Thursday, March 1, 2018 to Friday, June 1, 2018
Rhode Island Hall

"Trials, Tragedy & Resilience" is an exhibit recognizing and celebrating Montserrat’s rich cultural heritage on the 250th anniversary of the attempted St. Patrick’s Day slave uprising on 17 March 1768. The histories presented here commemorate the resilience that Montserratians have displayed over time in their responses to difficult conditions imposed by slavery, colonialism, resource scarcity, and catastrophic natural disasters. This international exhibit is running concurrently at the National Museum of Montserrat, Wayne State University (Detroit, Michigan), Brown University (Providence, Rhode Island), and Aarhus University (Denmark) and presents information collected during the Survey and Landscape Archaeology on Montserrat project (co-directed by Brown University Professor John F. Cherry), the Endangered Archives/ICT Project, and other initiatives led by the Montserrat National Trust.

Montserrat is a small island (102km2) and British Overseas Territory located in the Caribbean Lesser Antilles. First inhabited by Amerindian peoples around 4,000 years ago, Montserrat has been home to many different cultural groups over the course of its human history. Some of these groups freely migrated to Montserrat, while others, like enslaved Africans, were brought against their will during the plantation era. Lasting contributions from Amerindian, African, Irish, and British inhabitants survive in the surnames, place-names, food, architecture, flora, landscape, and material culture of the island.

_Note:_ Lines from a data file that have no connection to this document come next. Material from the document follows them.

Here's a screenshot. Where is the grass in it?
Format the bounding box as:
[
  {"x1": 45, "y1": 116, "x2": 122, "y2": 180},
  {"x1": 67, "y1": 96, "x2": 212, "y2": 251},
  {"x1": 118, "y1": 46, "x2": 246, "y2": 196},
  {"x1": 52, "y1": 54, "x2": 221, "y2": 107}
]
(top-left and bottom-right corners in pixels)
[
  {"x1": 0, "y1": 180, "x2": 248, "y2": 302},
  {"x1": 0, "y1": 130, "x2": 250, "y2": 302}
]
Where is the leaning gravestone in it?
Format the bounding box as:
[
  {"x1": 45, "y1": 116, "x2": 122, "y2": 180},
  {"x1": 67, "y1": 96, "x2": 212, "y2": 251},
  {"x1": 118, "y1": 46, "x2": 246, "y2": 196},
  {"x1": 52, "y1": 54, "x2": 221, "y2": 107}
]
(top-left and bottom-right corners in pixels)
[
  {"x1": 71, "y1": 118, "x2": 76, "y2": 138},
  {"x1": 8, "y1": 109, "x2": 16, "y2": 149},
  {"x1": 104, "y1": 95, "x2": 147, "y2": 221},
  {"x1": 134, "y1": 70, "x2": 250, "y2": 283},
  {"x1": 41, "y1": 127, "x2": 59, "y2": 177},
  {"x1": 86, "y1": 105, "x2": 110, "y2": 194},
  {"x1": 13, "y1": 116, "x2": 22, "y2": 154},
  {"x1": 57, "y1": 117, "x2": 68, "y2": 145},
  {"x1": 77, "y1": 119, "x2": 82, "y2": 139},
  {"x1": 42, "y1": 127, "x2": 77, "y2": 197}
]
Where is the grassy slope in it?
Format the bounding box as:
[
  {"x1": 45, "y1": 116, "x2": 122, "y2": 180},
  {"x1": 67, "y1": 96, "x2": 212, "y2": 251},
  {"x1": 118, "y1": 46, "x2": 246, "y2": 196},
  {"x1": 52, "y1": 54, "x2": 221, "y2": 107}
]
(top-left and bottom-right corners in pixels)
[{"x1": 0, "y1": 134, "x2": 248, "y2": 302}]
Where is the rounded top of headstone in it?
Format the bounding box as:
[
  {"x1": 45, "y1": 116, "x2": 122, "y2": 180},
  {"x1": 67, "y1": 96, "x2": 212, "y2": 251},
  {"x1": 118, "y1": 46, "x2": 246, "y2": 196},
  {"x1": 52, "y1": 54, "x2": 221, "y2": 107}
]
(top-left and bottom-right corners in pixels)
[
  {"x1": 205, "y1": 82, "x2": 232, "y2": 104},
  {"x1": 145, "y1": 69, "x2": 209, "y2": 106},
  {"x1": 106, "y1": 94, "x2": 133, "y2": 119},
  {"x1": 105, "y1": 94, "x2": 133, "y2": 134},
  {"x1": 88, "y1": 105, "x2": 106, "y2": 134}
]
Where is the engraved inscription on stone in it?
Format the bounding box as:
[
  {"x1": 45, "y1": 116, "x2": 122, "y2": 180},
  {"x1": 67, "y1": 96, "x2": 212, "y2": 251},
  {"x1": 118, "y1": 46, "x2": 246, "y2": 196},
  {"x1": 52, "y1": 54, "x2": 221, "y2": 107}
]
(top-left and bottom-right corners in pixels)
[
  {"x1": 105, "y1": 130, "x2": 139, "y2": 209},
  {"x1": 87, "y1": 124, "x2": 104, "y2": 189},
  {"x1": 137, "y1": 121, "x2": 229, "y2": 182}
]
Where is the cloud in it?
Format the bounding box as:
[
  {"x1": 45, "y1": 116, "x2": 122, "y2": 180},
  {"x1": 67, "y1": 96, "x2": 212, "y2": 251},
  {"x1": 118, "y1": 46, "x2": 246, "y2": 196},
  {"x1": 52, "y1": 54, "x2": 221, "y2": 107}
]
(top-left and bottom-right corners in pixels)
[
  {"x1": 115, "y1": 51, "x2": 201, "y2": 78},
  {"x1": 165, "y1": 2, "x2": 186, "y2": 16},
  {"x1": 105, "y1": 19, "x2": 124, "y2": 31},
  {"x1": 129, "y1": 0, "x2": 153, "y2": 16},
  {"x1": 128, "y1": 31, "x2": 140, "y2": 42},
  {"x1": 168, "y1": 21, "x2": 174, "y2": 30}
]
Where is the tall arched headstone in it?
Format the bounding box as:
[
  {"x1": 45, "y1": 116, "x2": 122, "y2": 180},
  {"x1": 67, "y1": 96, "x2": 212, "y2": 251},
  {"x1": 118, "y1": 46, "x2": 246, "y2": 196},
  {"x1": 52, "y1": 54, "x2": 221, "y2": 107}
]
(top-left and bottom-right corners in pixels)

Montserrat has been radically transformed in the past two decades by the Soufriere Hills volcano. Beginning in 1995, pyroclastic flows from the eruptions buried the former capital city of Plymouth, rendered the southern half of the island an inaccessible Exclusion Zone, displaced two-thirds of the population, and killed nineteen residents. The volcano is still active. Demonstrating Montserratian resilience in the face of disaster, the island has recently reconfigured its settlements and society to accommodate a new way of life in the island’s north.